Have you ever seen the guts of a pipe organ?
It’s awesome. I wanted to get a feel for what needs done when we call the organ technician, so I went up in the organ loft last thursday. Other than a tuning and a slightly leaky bellows leather, we’re in good shape. And something needs tweaked in the wiring for the chimes, but that’s no big. The organ at St. Luke’s is really a marvel. It was brought to the church by an amazing gentleman named Ranny Duncan. This is the second pipe organ installed at St. Luke’s. The first was installed in 1901, and the current organ was installed in 1973. (I think.

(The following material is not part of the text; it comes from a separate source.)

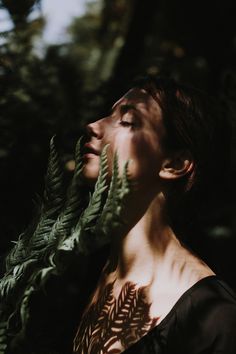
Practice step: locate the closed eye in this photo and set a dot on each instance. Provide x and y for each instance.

I’m hoping I have that date right.)
A pipe organ is made up of thousands of pipes, relays, cables, switches, racks, the control console, huge bellows. A pipe organ is truly built into a place, a part of the building. Some of the pipes are smaller than a pencil, some are as big as … well, I don’t know. But they’re big. I can hardly believe that Ranny disassembled this thing and brought it to Saranac Lake; then reconfigured, tweaked, and reassembled it! Amazing achievement by an amazing guy.
Why don’t I tell you a little bit about it? I know just enough to be dangerous.
Here’s a good shot of some wooden pipes. Wooden pipes are particularly good for producing strong fundamental tones – the meat and potatoes. The main bass-producing pipes in most organs are made from wood.
The straight up-and-down metal cylindrical pipes are called flue pipes. This is where you get your flute and principal organ sounds. They’re made of a metal alloy. The wider the diameter of the pipe, the more mellow and flute-like the sound, and the more tin there is in the alloy, the brighter the sound. Flue pipes have a mouth on the side, and kind of look (and act) like a giant whistle. Air from the bellows enters the pipe through the foot, passes the mouth, and a tone is produced.
These are reed pipes. Reed pipes are slightly conical. The tone is made by the vibration of a metal reed located in the base (or “boot”) of the pipe. The boot also contains a shallot, which is like a woodwind mouthpiece. It focuses the air, and with the reed, produces the pitch.
Now, for the question I get asked most. “Which pipes make that big Phantom of the Opera or Toccata and Fugue sound?” Tricky answer. It’s not really one set of pipes. It’s that the control console on a pipe organ is capable of coupling many pipes together. For instance, if I wanted that sound, I could couple the 16-foot principal (flue) pipes with the 8′ principals, plus the 2′ principals. And add the reeds. Add some overtones (or “harmonics”). Plus the big bass sound of the pedals. So, you see, that sound is not found in one type of pipe as much as it is found in the combination of pipes. What you’re hearing is the fact that most of the pipes on the organ are being used – that is, the organist has “pulled out all the stops.”
On this particular organ, when I want some variant of that big glorious sound, I use just about everything, except maybe the crumhorns and regals, which sort of sound like bagpipes. And sometimes, I even use those.
At any rate. Ours a fabulous instrument, us at St. Luke’s, and I am privileged to play it, sweet little flutes to that big pipe organ roar. Thank you, Ranny, and don’t you worry. We’re going to keep her in great shape.